For it was in this house that we first consummated our eternal love. We were not yet married. I write it down. I have never told our heavenly secret, nor has he. I am sure he has not. He says he loves only me, whatever happens, and so he has not told. Say it may have been wrong, but I am glad now for what I chose to do. For Gerald, always too sensitive, was obsessed with a strange terror in those first days when he had barely spoken to me of love. He feared that I might be offended by his Chinese flesh. It is true that sometimes he looks more Chinese than American.

I cried out against him. “Oh darling, how silly you are!”

I was saying “darling” long before he could bring himself to speak the word.
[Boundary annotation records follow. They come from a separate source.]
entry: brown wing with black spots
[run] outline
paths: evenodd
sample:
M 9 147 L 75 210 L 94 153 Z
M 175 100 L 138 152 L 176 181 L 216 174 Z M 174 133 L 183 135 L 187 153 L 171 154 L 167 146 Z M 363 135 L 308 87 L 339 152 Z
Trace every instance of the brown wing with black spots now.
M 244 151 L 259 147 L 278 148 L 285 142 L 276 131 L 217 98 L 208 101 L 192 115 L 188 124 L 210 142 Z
When he began to call me by endearing names, it was not easily at any time and in the presence of others, never.

I remember the look in his grave dark eyes. “I can live without your love,” he said, “but I could not live if, having had it, I should lose it. This is why I dare not ask you to marry me.”

It was true. He had not asked me, and he refused to let me say we were engaged.

“I shall always love you,” I cried, impetuous.

“You do not know,” he said. “You cannot be sure. The flesh has a will of its own.”

It was on such a night as this, a moonlight night, that we spoke. The spring was late that year and we had lingered under the birch trees to be alone and away from my mother, and I was cold and he opened his coat and put it about my shoulders and I walked in his shelter.

“It is you who are not sure,” I told him.

And then I pondered how to make him sure.

“If you think I shall not love you for some hidden reason I do not now know,” I told him, “then come to my room tonight. Let us hide nothing from each other. Let us make sure before we marry.”

I felt him quiver. I knew he was shocked and yet moved.

“No,” he said, “I cannot do that.”

It was June before he was willing. He had his degree then from Harvard. My mother came to Commencement and I was singing proud to hear the honors he received. “Summa cum laude—” the words were spoken again and yet again. My mother was warmer than I had ever seen her toward him when he came striding toward us, still in his cap and gown. There was no man there to equal him in beauty. For the moment his reserve was gone. He was triumphant and happy and he caught our hands, my mother’s and mine.